The latest vaccines change nothing about the nature of the coronavirus and the population’s waning immunity that will most assuredly occur over a few months. World Health Organization (WHO) Director-General Dr. Tedros Adhanom Ghebreyesus recently warned once again of the possibility of the emergence of deadlier and more infectious variants and the need to take appropriate precautions. However, for Biden and the short-sighted bureaucrats heading the COVID Response Team, in particular Drs. Ashish Jha and Rochelle Walensky, the official epidemiologic statistics on the pandemic read like quarterly financial statements without a thought to the future.

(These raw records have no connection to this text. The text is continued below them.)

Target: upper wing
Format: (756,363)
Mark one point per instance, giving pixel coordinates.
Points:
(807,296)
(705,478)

Since hosting a “Summit on the Future of COVID-⁠19 Vaccines” in late July, the COVID Response Team has issued barely a word on the need to fast-track the development of sterilizing mucosal vaccines. Last month, noted Yale immunologist Dr. Akiko Iwasaki, who participated in the White House summit, gave the New York Times the following prognosis for the development of mucosal vaccines in the US: “Nasal vaccines will not be available this winter, but if there is government support and coordination, they can be available in the near future, potentially in a couple of years.”

The Western media has been almost entirely silent on the fact that on Sunday China approved the world’s first inhaled vaccine against the SARS-CoV-2 coronavirus. Fortune magazine ran the story on Monday that CanSino Biologics had been granted regulatory approval for their “needle-free” vaccine, Convidecia Air. It is inhaled through the mouth using a nebulizer to convert the liquid form of the vaccine into an aerosol. According to a preprint study, participants who had completed the two-dose Sinovac vaccine series and were given the inhaled booster showed a tremendous immune response within four weeks, even to Omicron. By contrast, those receiving the third Sinovac dose did not show an immune response against Omicron.

Another scientific study out of Russia found that the intranasally delivered Sputnik V vaccine induced robust systemic and local immune responses in mice for up to 180 days. Also, on Tuesday Health Minister Mansukh Mandaviya, Drugs Controller General of India, approved Bharat Biotech’s recombinant nasal vaccine for restricted use in India.

These advances in mucosal vaccines against SARS-CoV-2, as well as similar vaccines being developed far more slowly in the US and EU, could tremendously benefit the fight against the pandemic. But without the resources directed to producing these critical therapeutics and quickly distributing them globally, these crucial breakthroughs will linger on laboratory work benches collecting the proverbial dust.